Monday, October 14, 2019

Meeting the daughter of a legend



By Shevlin Sebastian 

Photos: Debika Sen (extreme left); Mihir Sen 

One day, at artist Sasi Warrier’s studio, I met a group of lively American women travel writers who were on a tour of South India. Shepherding the group was Debika Sen, a California-based tour manager. When I heard the surname, I correctly assumed Debika of being a Bengali. We started chatting in Bengali. I am a Malayali who grew up in Kolkata and now lives in Kochi as a journalist. 

As for Debika, she is of mixed parentage. While her father was Bengali her mother, Bella, was of British-Jewish origin. “They met and fell in love when my father went to study in England,” she said. 

During our conversation, Debika suddenly said, “You might have heard of my father.” 

Then she paused and said, “His name is Mihir Sen.” 

I got a shock when she said that.
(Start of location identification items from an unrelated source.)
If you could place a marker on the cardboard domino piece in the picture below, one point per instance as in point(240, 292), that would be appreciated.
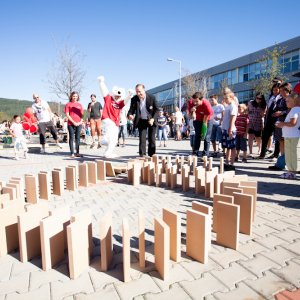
point(29, 231)
point(200, 180)
point(101, 170)
point(110, 172)
point(92, 172)
point(158, 175)
point(106, 241)
point(162, 248)
point(57, 182)
point(126, 250)
point(151, 173)
point(246, 211)
point(54, 237)
point(44, 185)
point(79, 234)
point(173, 220)
point(217, 198)
point(83, 174)
point(198, 235)
point(9, 236)
point(11, 191)
point(173, 174)
point(136, 170)
point(228, 220)
point(31, 189)
point(185, 177)
point(71, 178)
point(141, 234)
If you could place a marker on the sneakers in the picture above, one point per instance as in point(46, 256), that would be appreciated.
point(288, 175)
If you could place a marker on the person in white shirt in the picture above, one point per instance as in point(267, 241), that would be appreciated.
point(178, 123)
point(291, 133)
point(42, 112)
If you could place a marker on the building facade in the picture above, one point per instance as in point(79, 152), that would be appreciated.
point(239, 74)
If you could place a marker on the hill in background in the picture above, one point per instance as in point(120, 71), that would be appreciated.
point(11, 107)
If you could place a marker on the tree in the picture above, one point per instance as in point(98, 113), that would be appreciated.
point(271, 67)
point(67, 74)
point(192, 83)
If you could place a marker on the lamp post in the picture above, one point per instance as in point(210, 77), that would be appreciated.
point(179, 61)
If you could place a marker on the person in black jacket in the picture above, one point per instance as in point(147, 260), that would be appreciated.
point(142, 109)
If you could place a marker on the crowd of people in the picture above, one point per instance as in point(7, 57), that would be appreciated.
point(231, 127)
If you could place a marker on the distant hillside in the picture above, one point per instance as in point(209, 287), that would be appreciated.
point(11, 107)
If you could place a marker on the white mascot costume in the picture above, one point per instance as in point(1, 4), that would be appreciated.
point(113, 105)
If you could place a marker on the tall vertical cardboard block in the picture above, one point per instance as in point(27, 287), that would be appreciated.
point(198, 235)
point(246, 211)
point(228, 221)
point(31, 189)
point(54, 237)
point(173, 220)
point(71, 178)
point(79, 234)
point(29, 231)
point(9, 235)
point(44, 185)
point(126, 250)
point(106, 241)
point(141, 234)
point(217, 198)
point(101, 170)
point(83, 175)
point(162, 248)
point(57, 182)
point(92, 171)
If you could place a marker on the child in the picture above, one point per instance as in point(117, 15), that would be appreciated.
point(229, 130)
point(161, 122)
point(16, 130)
point(241, 124)
point(291, 133)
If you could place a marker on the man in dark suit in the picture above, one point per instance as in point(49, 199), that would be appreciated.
point(143, 106)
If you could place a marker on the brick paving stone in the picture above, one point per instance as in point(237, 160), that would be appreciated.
point(202, 287)
point(288, 235)
point(17, 284)
point(177, 274)
point(280, 255)
point(175, 293)
point(259, 264)
point(290, 273)
point(269, 285)
point(233, 275)
point(251, 248)
point(42, 292)
point(197, 269)
point(241, 292)
point(227, 257)
point(129, 290)
point(61, 290)
point(109, 293)
point(271, 242)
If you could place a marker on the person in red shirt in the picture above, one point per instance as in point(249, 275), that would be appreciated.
point(201, 111)
point(113, 105)
point(74, 113)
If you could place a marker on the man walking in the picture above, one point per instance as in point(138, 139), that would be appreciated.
point(142, 109)
point(42, 112)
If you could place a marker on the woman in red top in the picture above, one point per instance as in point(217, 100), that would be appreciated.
point(201, 113)
point(74, 113)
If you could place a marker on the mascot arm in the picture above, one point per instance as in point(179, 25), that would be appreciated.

Sen was one of India’s greatest long-distance swimmers. He was the first Indian to swim across the English Channel in 1958, and also set a world record by swimming in oceans in five continents during a calendar year (1966). These included the Palk Straits, the Straits of Gibraltar, the Bosporus, the Dardanelles and the length of the Panama Canal. He had famously said, “I wanted to prove to the world that Indians are not afraid.” In 1967, he was awarded the Padma Bhushan. 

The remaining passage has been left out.